Objectives: The aim of this study was to evaluate the efficacy of a repeated single-dose rituximab (RTX) regimen for remission induction and maintenance in anti-neutrophil cytoplasmic antibody (ANCA)-associated vasculitis (AAV). Method: We performed a retrospective analysis of all patients with an established diagnosis of AAV who were treated with single-dose RTX infusions at our institution. Clinical outcome data were assessed over a period of 24 months.
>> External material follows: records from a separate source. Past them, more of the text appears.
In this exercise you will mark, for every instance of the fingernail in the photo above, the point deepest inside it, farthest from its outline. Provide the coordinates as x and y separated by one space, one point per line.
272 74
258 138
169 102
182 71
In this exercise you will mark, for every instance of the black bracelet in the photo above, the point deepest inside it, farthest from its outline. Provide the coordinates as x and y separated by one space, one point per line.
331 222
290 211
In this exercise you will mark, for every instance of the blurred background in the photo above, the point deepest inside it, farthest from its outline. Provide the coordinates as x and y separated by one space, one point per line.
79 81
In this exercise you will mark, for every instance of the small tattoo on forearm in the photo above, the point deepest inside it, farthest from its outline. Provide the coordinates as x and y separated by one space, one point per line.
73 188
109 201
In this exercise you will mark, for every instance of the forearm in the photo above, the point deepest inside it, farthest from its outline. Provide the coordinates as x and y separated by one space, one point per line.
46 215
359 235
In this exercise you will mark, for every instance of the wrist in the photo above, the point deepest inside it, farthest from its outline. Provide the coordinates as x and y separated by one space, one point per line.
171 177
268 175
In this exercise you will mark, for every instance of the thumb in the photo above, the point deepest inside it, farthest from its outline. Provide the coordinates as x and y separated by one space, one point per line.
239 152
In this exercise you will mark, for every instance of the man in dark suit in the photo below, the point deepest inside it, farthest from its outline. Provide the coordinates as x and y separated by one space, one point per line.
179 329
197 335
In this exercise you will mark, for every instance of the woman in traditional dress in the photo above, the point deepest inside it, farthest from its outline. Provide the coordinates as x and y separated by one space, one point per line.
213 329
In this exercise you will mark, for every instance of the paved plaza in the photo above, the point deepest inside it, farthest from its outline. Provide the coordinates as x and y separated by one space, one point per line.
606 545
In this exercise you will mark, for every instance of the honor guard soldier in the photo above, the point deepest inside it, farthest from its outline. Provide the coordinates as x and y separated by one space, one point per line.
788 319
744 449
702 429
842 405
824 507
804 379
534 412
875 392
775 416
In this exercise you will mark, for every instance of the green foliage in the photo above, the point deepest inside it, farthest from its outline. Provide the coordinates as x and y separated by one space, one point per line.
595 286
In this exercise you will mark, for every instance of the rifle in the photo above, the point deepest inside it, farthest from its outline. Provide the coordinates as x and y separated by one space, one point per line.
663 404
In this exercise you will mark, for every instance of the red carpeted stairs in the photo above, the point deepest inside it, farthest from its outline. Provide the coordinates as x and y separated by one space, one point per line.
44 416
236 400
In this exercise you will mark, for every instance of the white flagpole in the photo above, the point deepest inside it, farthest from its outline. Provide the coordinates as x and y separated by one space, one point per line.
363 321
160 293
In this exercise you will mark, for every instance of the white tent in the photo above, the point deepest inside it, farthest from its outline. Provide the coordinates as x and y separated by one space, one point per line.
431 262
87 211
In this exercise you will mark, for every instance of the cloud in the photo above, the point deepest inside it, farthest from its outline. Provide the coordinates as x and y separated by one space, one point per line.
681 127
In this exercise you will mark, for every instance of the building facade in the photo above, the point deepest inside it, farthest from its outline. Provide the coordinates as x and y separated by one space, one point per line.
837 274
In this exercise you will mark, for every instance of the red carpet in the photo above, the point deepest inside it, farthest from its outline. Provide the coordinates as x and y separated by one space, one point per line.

Results: Sixteen patients were treated for remission induction and maintenance and one patient was treated for only maintenance therapy. Remission (absence of disease activity during the past 3 months and a prednisolone dose of ≤ 7.5 mg) was achieved in 11 patients (68%) with a mean time to remission of 9.4 (range 3-24) months. At 6 months, six patients (37.5%) were in remission and the mean prednisolone dose of all responding patients was 8.2 mg. Five patients had treatment failure due to early relapsing (n = 4) or persistently active (n = 1) disease. At 24 months, nine of the 11 responding patients (82%) were in remission. All patients still had concomitant steroid and/or disease-modifying anti-rheumatic drug (DMARD) therapy at 24 months. Overall, 11 relapses were seen in nine patients (five non-responders and four responders) with a mean time to relapse of 5.3 (range 4-24) months. No major relapses were observed in the responding patients. Severe infections were only seen in patients who had been previously treated with cyclophosphamide (CYC). Conclusions: The combination of single-dose RTX with other immunosuppressants seems less effective than the standard RTX regimen for the induction of remission of AAV.